Par un mémoire en défense, enregistré le 23 mai 2024, le ministre de l’économie, des finances et de la souveraineté industrielle et numérique conclut au rejet de la requête.
Le ministre soutient que les moyens soulevés par M. B ne sont pas fondés.
Un mémoire enregistré le 24 mai 2024 pour M. B n’a pas été communiqué.
La procédure a été communiquée au préfet de la région Bourgogne-Franche-Comté qui n’a pas produit de mémoire.
En application des dispositions de l’article R. 222-17 du code de justice administrative, la présidente du tribunal a désigné M. Pernot, premier conseiller, pour présider la deuxième chambre du tribunal, en cas de vacance ou d’empêchement.
Vu les autres pièces du dossier.
Vu :
— le code des relations entre le public et l’administration ;
— le code des pensions civiles et militaires de retraite ;
— le code de justice administrative.
Les parties ont été régulièrement averties du jour de l’audience.
Ont été entendus au cours de l’audience publique :
— le rapport de M. Seytel,
— les conclusions de M. A.
Considérant ce qui suit :
1. Membre du corps des secrétaires administratifs de l’intérieur et de l’outre-mer, M. B était affecté à la préfecture de la Haute-Saône.
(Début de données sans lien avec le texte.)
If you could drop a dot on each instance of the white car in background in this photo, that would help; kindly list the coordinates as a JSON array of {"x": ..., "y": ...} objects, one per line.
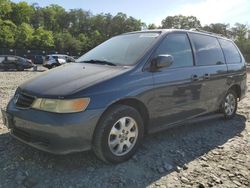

A compter du 21 septembre 2018, il a été placé en congé de maladie ordinaire. Par un arrêté du 25 juin 2021, la maladie dont souffre M. B a été déclarée imputable au service avec un taux d’incapacité partielle permanente évalué à 25 % avec effet rétroactif au 12 avril 2019. A compter de cette date, M. B a été placé successivement en congé de longue maladie, en congé de longue durée puis en congé pour invalidité temporaire imputable au service. Par un arrêté du 13 avril 2023, il a été radié des cadres et admis à la retraite anticipée pour invalidité non imputable au service à compter du 1er mars 2023. Le requérant demande l’annulation de cet arrêté en tant que cette décision ne reconnaît pas l’imputabilité au service de sa maladie et qu’elle est entrée en vigueur à compter du 1er mars 2023.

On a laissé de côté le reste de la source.